# When do Rabbits stop growing in size?



## umber

Just a quick question...

When do Rabbits stop growing in size? Flake is 6 months and Im almost certain he looks bigger since I got him 2 weeks ago! He is actually quite huge when on all 4s he looks like a cat! He is a Lop Eared Rabbit!


----------



## Guest

WHEN THEY'RE ABOUT THIS BIG:    










Seriously though...i havent got a clue but im sure someone will be along who can answer your question....xxxx


----------



## umber

FREE SPIRIT said:


> WHEN THEY'RE ABOUT THIS BIG:
> 
> 
> 
> 
> 
> 
> 
> 
> 
> 
> Seriously though...i havent got a clue but im sure someone will be along who can answer your question....xxxx


OMG I need that rabbit! I know I just adopted 2 but I need that one too! :lol:


----------



## Guest

umber said:


> OMG I need that rabbit!

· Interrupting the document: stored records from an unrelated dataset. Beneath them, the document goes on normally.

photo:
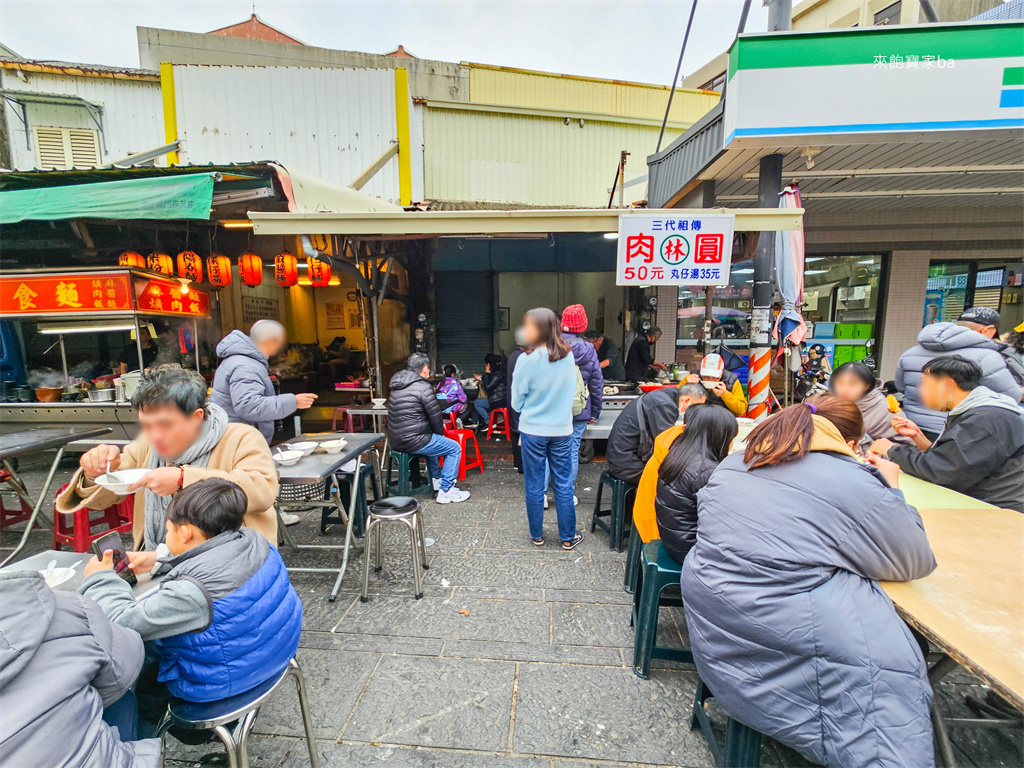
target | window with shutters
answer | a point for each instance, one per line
(67, 147)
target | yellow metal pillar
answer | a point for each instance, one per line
(170, 109)
(404, 142)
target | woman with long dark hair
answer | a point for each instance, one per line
(708, 433)
(543, 388)
(856, 382)
(787, 625)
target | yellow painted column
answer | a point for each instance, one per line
(170, 109)
(404, 146)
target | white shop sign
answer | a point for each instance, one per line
(666, 250)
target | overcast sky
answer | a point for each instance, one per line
(625, 40)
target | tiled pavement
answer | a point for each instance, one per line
(517, 656)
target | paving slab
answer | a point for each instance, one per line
(559, 712)
(448, 702)
(451, 619)
(334, 681)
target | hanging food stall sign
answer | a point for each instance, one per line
(674, 250)
(158, 296)
(66, 293)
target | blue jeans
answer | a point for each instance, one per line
(540, 454)
(440, 445)
(578, 430)
(482, 409)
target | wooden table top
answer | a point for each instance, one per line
(972, 606)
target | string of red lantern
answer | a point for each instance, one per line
(251, 269)
(318, 271)
(286, 269)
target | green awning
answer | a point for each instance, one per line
(163, 198)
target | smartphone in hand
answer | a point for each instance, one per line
(112, 542)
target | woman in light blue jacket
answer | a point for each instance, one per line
(543, 389)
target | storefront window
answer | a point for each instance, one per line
(955, 285)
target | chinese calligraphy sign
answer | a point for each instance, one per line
(673, 249)
(73, 292)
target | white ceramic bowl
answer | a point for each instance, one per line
(288, 458)
(122, 480)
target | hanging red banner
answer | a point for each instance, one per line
(156, 296)
(69, 292)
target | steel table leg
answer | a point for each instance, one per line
(353, 498)
(38, 506)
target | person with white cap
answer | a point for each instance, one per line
(723, 386)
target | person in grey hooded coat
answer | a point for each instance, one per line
(788, 627)
(61, 662)
(941, 339)
(242, 385)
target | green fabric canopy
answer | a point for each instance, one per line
(180, 197)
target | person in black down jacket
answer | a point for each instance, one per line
(416, 425)
(495, 383)
(705, 441)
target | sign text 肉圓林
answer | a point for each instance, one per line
(674, 250)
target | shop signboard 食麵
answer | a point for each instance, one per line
(674, 249)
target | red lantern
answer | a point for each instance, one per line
(130, 258)
(160, 262)
(251, 269)
(218, 270)
(286, 269)
(189, 266)
(320, 271)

I know I just adopted 2 but I need that one too! :lol:


lol...glad you saw the funny side of it. 
It is a cutie though isn't it?  .....hey one more wont hurt...lol.


----------



## umber

FREE SPIRIT said:


> lol...glad you saw the funny side of it.
> It is a cutie though isn't it?  .....hey one more wont hurt...lol.


I would take it if thats the one lol


----------



## crofty

Depends on the bun but i would say about a year old


----------



## frags

crofty said:


> Depends on the bun but i would say about a year old


do you know what age frenchies stop? i was told about 18 months old but im unsure, lily isnt as big as her parents are and she is 1


----------



## ~TOPCAT~

im not sure i know my mini lop has grown sice we got him in November, Not much maybe just fatter lol


----------



## umber

YEs Flake has deff grown since I got him 2 weeks ago. The vet saw him today as Daisy had her Myxi booster and I took Flake too. She said yes its possible he would grow more as she said his feet are quite big!!


----------



## kellyrich

I was told they can grow up to about a year and a half but then someone else said hers was still growing at two and a half years!! And he was a giant (lol!!)


----------



## crofty

frags said:


> do you know what age frenchies stop? i was told about 18 months old but im unsure, lily isnt as big as her parents are and she is 1


Well Joey who's mixed grew until he was a year however saffy grew until she was about 18 months so i do think the biger buns take abit longer to reach mature size, most of their growing is done in the first year and then i think its more about them filling out (hopefully not getting fat lol)


----------